Selon la Banque mondiale, en 2023, la croissance du PIB malienne est estimée à 1,8% tandis que l’inflation annuelle moyenne a augmenté pour atteindre 9,7% en 2022. Cette inflation galopante est due principalement à l’augmentation du coût des denrées alimentaires, une des difficultés majeures auxquelles les gouvernants n’ont pas pu apporter des solutions.
Sur le plan sécuritaire, les juntes sont confrontées à des problèmes de matériels militaires pour faire face aux mouvements terroristes qui continuent d’opérer surtout au Mali et au Burkina Faso.

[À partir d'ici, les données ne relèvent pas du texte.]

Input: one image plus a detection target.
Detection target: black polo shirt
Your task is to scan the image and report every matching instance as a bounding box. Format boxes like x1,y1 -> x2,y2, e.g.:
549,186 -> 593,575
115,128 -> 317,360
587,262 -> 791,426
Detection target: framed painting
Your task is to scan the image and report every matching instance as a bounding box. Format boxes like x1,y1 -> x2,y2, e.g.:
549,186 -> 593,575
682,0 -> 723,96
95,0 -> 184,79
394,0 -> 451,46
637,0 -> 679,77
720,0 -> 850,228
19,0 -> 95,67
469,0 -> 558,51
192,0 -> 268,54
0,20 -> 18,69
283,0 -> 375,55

Les attaques djihadistes répétées ont provoqué des déplacements de population. Rien qu’au Burkina Faso, environ 2 millions de personnes déplacées internes ont été recensées, laissant leur village à la merci des terroristes sous le regard impuissant des militaires.
Après avoir sommé les troupes françaises de quitter leurs territoires, les juntes militaires au Mali et au Burkina Faso ont signé des accords avec le groupe paramilitaire russe Wagner pour lutter contre le terrorisme. La présence du groupe créé par Evgueni Prigojine dans ces deux pays semble ne pas porter ses fruits pour le moment car les groupes terroristes poursuivent régulièrement leurs attaques meurtrières. En outre, remplacer une force militaire étrangère par une autre (ce qui est d’ailleurs en contradiction avec leur idéologie souverainiste et indépendantiste) sans avoir le résultat escompté relève d’un pire échec.
Les trois nations dirigées par les juntes n’ont donc pas connu des avancées significatives. Leur situation socioéconomique est toujours catastrophique et les hommes au pouvoir ne proposent pas grand-chose pour améliorer les conditions de vie moroses des populations. Et les putschistes ambitionnent même de rester plus de temps au pouvoir en projetant même de participer aux prochaines élections présidentielles.